Do fathers need paternity leave to meet this calling? Of course not. But obliging a father to rush back to work just per week or two after birth stacks the deck against that vocation in all styles of ways, even when, to start out, there’s more diaper changing than “discipline and instruction.” All without delay, a joint effort becomes a solo project on mom’s part to find, navigate, and surmount the varied challenges of early parenthood—the challenges through which one learns what it’s to be a parent.

Almost by default, dad becomes a bystander to this process. Far from providing spiritual leadership to his family, he can find himself retreating into the role of secondary parent, any person who’s pleased to depart all of the hard parts of the job to mom, the battle-tested expert who knows where the diaper rash ointment is and the way to pick up a slippery infant from a shower.

I’m sure we ultimately would’ve muddled through the small challenges I discussed above without the blessing of paternity leave. Triple-feeding our first daughter wouldn’t have been an option, so we might’ve just switched to formula. Nothing improper with formula!

Still, after giving up on breastfeeding the primary time, odds are we might have done the identical the second time around too—and after two such failures to launch, why even hassle to try again in the long run, should we be blessed with more children?
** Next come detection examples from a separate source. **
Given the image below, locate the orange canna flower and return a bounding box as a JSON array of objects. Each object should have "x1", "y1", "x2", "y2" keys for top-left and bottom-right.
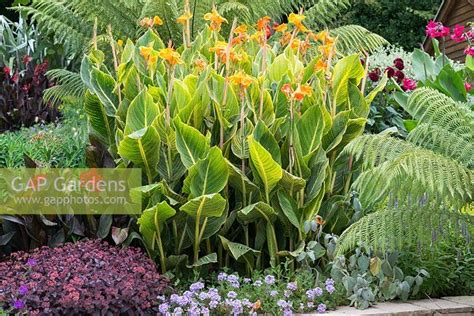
[
  {"x1": 139, "y1": 17, "x2": 153, "y2": 27},
  {"x1": 291, "y1": 38, "x2": 301, "y2": 49},
  {"x1": 293, "y1": 84, "x2": 313, "y2": 102},
  {"x1": 318, "y1": 44, "x2": 334, "y2": 58},
  {"x1": 158, "y1": 48, "x2": 183, "y2": 66},
  {"x1": 288, "y1": 13, "x2": 309, "y2": 33},
  {"x1": 314, "y1": 59, "x2": 328, "y2": 72},
  {"x1": 228, "y1": 71, "x2": 255, "y2": 89},
  {"x1": 140, "y1": 46, "x2": 153, "y2": 60},
  {"x1": 280, "y1": 32, "x2": 291, "y2": 46},
  {"x1": 209, "y1": 41, "x2": 227, "y2": 55},
  {"x1": 153, "y1": 15, "x2": 163, "y2": 25},
  {"x1": 281, "y1": 83, "x2": 293, "y2": 98},
  {"x1": 257, "y1": 16, "x2": 271, "y2": 31},
  {"x1": 176, "y1": 12, "x2": 193, "y2": 25},
  {"x1": 204, "y1": 8, "x2": 228, "y2": 31},
  {"x1": 253, "y1": 300, "x2": 262, "y2": 311},
  {"x1": 194, "y1": 58, "x2": 207, "y2": 71},
  {"x1": 315, "y1": 215, "x2": 326, "y2": 225},
  {"x1": 148, "y1": 55, "x2": 158, "y2": 65},
  {"x1": 273, "y1": 23, "x2": 288, "y2": 33},
  {"x1": 234, "y1": 24, "x2": 247, "y2": 35}
]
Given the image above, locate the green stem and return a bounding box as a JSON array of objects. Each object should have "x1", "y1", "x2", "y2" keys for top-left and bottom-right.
[{"x1": 155, "y1": 213, "x2": 166, "y2": 273}]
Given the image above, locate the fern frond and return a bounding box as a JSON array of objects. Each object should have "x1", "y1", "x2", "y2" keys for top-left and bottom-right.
[
  {"x1": 407, "y1": 124, "x2": 474, "y2": 169},
  {"x1": 330, "y1": 25, "x2": 390, "y2": 55},
  {"x1": 402, "y1": 88, "x2": 474, "y2": 143},
  {"x1": 305, "y1": 0, "x2": 352, "y2": 29},
  {"x1": 344, "y1": 135, "x2": 474, "y2": 207},
  {"x1": 336, "y1": 206, "x2": 472, "y2": 255},
  {"x1": 140, "y1": 0, "x2": 181, "y2": 47},
  {"x1": 43, "y1": 69, "x2": 85, "y2": 103}
]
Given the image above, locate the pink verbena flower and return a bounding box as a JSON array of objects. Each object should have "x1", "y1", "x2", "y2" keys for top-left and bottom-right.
[
  {"x1": 426, "y1": 20, "x2": 450, "y2": 38},
  {"x1": 451, "y1": 24, "x2": 467, "y2": 43},
  {"x1": 402, "y1": 78, "x2": 416, "y2": 91},
  {"x1": 464, "y1": 82, "x2": 474, "y2": 92},
  {"x1": 464, "y1": 46, "x2": 474, "y2": 57}
]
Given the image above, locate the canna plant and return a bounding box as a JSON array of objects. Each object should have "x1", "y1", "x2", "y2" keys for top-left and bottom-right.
[{"x1": 81, "y1": 8, "x2": 386, "y2": 272}]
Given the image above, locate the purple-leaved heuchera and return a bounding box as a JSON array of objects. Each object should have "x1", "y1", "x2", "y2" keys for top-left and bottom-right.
[{"x1": 0, "y1": 241, "x2": 168, "y2": 315}]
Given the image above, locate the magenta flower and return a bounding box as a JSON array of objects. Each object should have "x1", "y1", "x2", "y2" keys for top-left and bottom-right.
[
  {"x1": 13, "y1": 300, "x2": 26, "y2": 309},
  {"x1": 394, "y1": 70, "x2": 405, "y2": 83},
  {"x1": 369, "y1": 68, "x2": 380, "y2": 82},
  {"x1": 464, "y1": 82, "x2": 474, "y2": 92},
  {"x1": 393, "y1": 58, "x2": 405, "y2": 70},
  {"x1": 426, "y1": 20, "x2": 450, "y2": 38},
  {"x1": 3, "y1": 66, "x2": 11, "y2": 76},
  {"x1": 385, "y1": 67, "x2": 395, "y2": 78},
  {"x1": 464, "y1": 46, "x2": 474, "y2": 57},
  {"x1": 402, "y1": 78, "x2": 417, "y2": 91},
  {"x1": 26, "y1": 258, "x2": 38, "y2": 267},
  {"x1": 18, "y1": 285, "x2": 28, "y2": 295},
  {"x1": 451, "y1": 24, "x2": 467, "y2": 43}
]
Our toddler would have found other ways to address early sisterhood, as my wife with the thousand little struggles of early motherhood.

But I’m grateful each to God and to my former employer that, in those formative first few months, my family wasn’t obliged to determine the contours of a recent life by which I used to be only an occasional presence from the jump. I’m grateful that I had the chance to pause my life as I knew it then for a couple of short weeks to accommodate our brand-new one—that as a substitute of learning the way to cram fatherhood into whatever gaps in my work, I used to be capable of take my crash course in rudimentary fatherhood, then go determine how my job was going to slot in with that.

So, corporations: Offer it! Christians: Embrace it! Dads: Take it—after which spread the word!

Andrew Egger is the White House correspondent at The Bulwark.